Paola Andrea Vargas Rubio - pvargas@larepublica.com.co

Durante la presentación del nuevo estudio 'América Latina y el Caribe ante la pandemia del Covid-19: efectos económicos y sociales' de la Cepal, Alicia Bárcena, secretaria general del organismo internacional, dio a conocer una serie de recomendaciones que podrían evitar un choque mayor de la propagación del virus en la región.

Bárcena enfatizó en que es crucial que los ciudadanos acaten las medidas de aislamiento que han venido anunciando los gobiernos de cada país, ya que la única forma de evitar una crisis mayor es conteniendo la expansión del virus y eso solo depende de los ciudadanos.

Según proyecciones del organismo internacional, lo más probable es que la economía de la región se contraiga más de 1,8% al cierre del año, debido a que sus principales socios económicos, China, EE.UU. y la Unión Europea, están sufriendo un choque fuerte, a lo que se le suma los problemas que ya se venían registrando países como Chile y Argentina y la fuerte caída en los precios del petróleo producto de la guerra entre Rusia y Arabia Saudita.

Además de lo anterior, Bárcena dijo que este virus llegó en un mal momento a la región, ya que en los últimos años se ha presentado contracciones en el PIB, las naciones cuentan con sistemas de salud precarios y no se ha registrado una importante inversión. Esto se suma a que en esta zona del continente hay 58 millones de adultos, es decir que 9,2% de la población hace parte de la población en riesgo para contraer este virus y tener mayores probabilidades de morir.

A esta lista de problemáticas que tiene América y el Caribe para frenar la expansión del Covid-19 se le suma que las naciones no cuentan con un presupuesto del tamaño del que tienen los países europeos, en donde han adoptado medidas como el aplazamiento de deudas, la congelación de arriendos y entre otras para aliviar el bolsillo tanto de las empresas como de los ciudadanos, lo cual permitirá que cuando termine la crisis sus economías logren una recuperación más rápida y la caída sea menor.

Luego de explicar lo anterior, la secretaria a conocer cinco recomendaciones políticas. Entre las medidas se encuentran que es necesario un estímulo fiscal de un monto suficiente para apoyar los servicios de salud y proteger los ingresos y los empleos, reforzar los sistemas de protección social para apoyar a las poblaciones vulnerables, los bancos centrales deben asegurar la liquidez de las empresas para garantizar su funcionamiento y la estabilidad del sistema financiero.
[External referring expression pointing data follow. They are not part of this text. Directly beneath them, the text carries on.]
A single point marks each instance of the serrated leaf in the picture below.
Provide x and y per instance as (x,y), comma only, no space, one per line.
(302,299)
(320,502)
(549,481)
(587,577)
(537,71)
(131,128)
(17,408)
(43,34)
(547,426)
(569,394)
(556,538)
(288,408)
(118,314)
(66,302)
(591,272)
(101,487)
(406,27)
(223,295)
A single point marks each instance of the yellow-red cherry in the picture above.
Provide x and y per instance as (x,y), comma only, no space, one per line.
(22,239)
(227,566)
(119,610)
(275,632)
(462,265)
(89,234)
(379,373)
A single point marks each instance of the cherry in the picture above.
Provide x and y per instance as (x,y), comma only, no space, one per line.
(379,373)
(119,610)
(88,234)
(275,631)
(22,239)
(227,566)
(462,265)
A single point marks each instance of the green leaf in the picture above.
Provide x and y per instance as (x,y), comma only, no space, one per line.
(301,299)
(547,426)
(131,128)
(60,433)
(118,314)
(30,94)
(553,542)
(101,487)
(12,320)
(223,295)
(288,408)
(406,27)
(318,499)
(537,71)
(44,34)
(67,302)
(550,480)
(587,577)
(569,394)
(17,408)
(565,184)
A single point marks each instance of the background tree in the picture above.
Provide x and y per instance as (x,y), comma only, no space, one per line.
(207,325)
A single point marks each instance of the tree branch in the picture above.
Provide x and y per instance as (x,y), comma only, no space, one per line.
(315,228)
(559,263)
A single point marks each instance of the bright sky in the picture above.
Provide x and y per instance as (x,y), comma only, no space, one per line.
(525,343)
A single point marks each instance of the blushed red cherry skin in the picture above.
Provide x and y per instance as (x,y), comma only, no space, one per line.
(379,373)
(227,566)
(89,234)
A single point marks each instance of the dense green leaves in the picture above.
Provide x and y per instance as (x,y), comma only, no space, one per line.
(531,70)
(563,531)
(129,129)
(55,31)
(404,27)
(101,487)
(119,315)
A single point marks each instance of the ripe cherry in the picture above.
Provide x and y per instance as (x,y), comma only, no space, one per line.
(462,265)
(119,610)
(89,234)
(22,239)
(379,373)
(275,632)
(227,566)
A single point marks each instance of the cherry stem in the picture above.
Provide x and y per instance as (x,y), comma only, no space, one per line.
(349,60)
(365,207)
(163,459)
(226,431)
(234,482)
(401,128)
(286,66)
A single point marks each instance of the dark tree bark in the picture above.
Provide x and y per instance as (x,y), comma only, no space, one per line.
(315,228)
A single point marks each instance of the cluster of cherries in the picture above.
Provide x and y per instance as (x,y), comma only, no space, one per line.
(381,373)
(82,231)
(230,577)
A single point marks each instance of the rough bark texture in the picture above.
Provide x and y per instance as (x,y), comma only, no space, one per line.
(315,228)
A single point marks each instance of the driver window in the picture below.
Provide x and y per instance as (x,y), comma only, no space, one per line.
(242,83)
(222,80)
Las últimas dos recomendaciones son que la cooperación internacional y las organizaciones multilaterales deberían diseñar nuevos instrumentos técnicos y financieros para apoyar a los países que se enfrentan a la presión fiscal. Deben, asimismo, considerar la posibilidad de conceder préstamos con bajos intereses y ofrecer alivio y aplazamientos de la deuda para aumentar el espacio fiscal; y levantar sanciones a los países sujetos a ellas para permitir su acceso a alimentos, suministros médicos y acceso a pruebas de Covid-19 y asistencia médica. Es tiempo de solidaridad, no de exclusión.

De acuerdo con Bárcena la última de las recomendaciones es una de las más importantes ya que no se puede pensar en que se va a superar la crisis si no se hace desde la unidad, ya que la economía después de esta coyuntura no volverá a ser la misma y por ende se necesitará que las relaciones entre países vecino estén fortalecidas y que se haya avanzado en materia de cooperación, para así evitar un mayor desplome del PIB regional y ver una importante recuperación en 2021.